Y celebrar que esté aquí, y que participe, Raúl Plasencia, el presidente de la Comisión Nacional de Derechos Humanos, y Raúl González Pérez, abogado general de la Universidad Nacional Autónoma de México. Él viene a presentar una queja ante la comisión por lo mal que están jugando los pumas. A ver si nos puede ayudar en este proceso.

Sean bienvenidos todos ustedes a México.

México es el país, en los últimos años, que ha sido de los que más ha colaborado con los mecanismos especializados en materia de derechos humanos del sistema internacional. Nuestro nivel de apertura al escrutinio internacional, y de cooperación con la OEA y las Naciones Unidas, difícilmente se observa en otro país de este continente. De hecho, difícilmente se observa en otro país del mundo.

Del 2001 a la fecha hemos recibido la visita de 44 mecanismos internacionales de derechos humanos: entre relatores temáticos, grupos de trabajo, órganos de supervisión de tratados y representantes especiales del secretario general de ONU, la alta comisionada de derechos humanos y, por supuesto, la Comisión Interamericana de Derechos Humanos.

Estas visitas se han traducido en recomendaciones y observaciones. Éstas, a su vez, han resultado en un México que es cada vez más armónico, tanto en su marco jurídico como en sus estructuras de gobierno, no sólo por las mejores prácticas sino con las más altas aspiraciones internacionales.

Hoy, en muchos casos y en muchos temas es México quien define nuevos y más ambiciosos estándares. Como muy pocos países, México ha logrado conjuntar en pocos años una serie de reformas estructurales que afilian los derechos y las garantías de ejecución que se traducen en mayores lugares de protección a los derechos de la persona.

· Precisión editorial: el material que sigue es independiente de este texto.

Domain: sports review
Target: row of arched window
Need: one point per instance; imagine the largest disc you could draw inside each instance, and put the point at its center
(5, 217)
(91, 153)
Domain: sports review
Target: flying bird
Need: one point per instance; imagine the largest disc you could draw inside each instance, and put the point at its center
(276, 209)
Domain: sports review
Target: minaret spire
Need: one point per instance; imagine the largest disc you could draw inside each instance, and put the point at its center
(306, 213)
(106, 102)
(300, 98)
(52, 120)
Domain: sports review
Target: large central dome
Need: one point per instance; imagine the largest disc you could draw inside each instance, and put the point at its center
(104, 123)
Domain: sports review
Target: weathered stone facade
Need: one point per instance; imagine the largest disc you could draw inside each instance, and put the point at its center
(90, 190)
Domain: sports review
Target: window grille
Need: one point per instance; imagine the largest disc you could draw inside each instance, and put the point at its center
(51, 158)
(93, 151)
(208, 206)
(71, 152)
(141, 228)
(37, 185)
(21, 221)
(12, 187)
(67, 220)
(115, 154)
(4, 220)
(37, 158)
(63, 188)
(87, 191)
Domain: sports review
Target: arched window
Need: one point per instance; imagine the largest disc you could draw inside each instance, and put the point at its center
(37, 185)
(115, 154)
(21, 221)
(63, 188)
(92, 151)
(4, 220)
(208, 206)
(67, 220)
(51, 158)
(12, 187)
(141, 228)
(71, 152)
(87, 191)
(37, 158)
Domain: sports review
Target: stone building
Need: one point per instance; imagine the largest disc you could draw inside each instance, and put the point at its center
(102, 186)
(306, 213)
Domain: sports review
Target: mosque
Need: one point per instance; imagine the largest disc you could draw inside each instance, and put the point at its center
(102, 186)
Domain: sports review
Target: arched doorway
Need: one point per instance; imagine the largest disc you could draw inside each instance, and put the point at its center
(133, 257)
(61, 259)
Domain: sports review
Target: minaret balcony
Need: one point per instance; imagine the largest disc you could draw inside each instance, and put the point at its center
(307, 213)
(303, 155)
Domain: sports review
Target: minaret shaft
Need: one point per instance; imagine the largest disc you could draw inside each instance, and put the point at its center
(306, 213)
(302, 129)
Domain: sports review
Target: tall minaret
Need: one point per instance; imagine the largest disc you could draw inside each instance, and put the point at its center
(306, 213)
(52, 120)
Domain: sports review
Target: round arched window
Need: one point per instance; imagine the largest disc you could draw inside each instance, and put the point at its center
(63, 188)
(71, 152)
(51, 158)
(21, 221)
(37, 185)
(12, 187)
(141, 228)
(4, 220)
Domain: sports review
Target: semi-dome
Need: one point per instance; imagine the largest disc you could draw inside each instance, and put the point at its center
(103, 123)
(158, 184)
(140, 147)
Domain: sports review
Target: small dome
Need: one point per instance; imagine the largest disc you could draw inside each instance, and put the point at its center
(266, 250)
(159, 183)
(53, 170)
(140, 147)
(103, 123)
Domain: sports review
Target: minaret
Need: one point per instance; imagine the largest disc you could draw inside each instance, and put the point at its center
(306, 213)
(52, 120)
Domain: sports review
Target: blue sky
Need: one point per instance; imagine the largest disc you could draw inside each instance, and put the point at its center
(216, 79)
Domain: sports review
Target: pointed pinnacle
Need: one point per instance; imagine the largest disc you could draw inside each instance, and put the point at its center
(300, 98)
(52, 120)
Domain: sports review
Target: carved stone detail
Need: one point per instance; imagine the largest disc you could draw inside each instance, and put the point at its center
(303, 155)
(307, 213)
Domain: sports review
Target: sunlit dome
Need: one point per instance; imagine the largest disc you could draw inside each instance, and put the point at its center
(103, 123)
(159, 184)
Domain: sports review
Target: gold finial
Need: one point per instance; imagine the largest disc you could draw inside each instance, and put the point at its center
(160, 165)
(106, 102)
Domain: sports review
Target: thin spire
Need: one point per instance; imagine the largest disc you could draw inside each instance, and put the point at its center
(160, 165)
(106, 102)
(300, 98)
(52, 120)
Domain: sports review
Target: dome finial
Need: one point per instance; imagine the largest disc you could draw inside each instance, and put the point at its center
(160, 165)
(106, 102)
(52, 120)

En lo internacional, México ha contribuido al acervo normativo con iniciativas, como por ejemplo, la Convención sobre los Derechos de los Trabajadores Migratorios, o la Convención sobre los Derechos de las Personas con Discapacidad.

Como lo señaló, sin embargo, el presidente Enrique Peña Nieto el 25 de junio, cuando presentó el Programa Nacional de Derechos Humanos, nuestro objetivo es que el Estado garantice la práctica, el efectivo cumplimiento de los derechos humanos. Esa es la etapa a la que hemos transitado. Esa es nuestra obligación con la sociedad mexicana y en ella centraremos nuestros mayores esfuerzos.

Señora presidenta Robinson, el período de sesiones de la comisión, se da en un momento en el que México cuenta con las mejores condiciones y herramientas de su historia para seguir consolidando una verdadera cultura de derechos humanos. El Estado ha aprobado reformas constitucionales de vanguardia como la de derechos humanos y la del sistema de justicia penal. Se han reformado también las leyes de amparo y migración, y retirado la mayoría de las reservas a tratados de derechos humanos.

En el acto, al que hacía referencia, en el que se presentó el Programa Nacional de Derechos Humanos, decía el rector de la Universidad Nacional Autónoma de México, que sería muy injusto no reconocer estos avances y sería, también, irresponsable el negar que aún hay mucho qué hacer en esta materia.

Yo agregaría que, igualmente, es justo reconocer que este proceso reformador contó con el apoyo de la labor minuciosa de la Comisión Interamericana de Derechos Humanos y de la Corte Interamericana. Al tiempo, que no sería tampoco justo, ni responsable, dejar de reconocer lo mucho que México ha aportado a ambas distancias.

México reconoce el papel de la Comisión Interamericana de Derechos Humanos en la defensa y protección de los derechos humanos en el continente. Por eso, la hemos defendido, hemos defendido su independencia, su integridad, en momentos de profunda reflexión sobre su papel y su futuro, en el contexto interamericano.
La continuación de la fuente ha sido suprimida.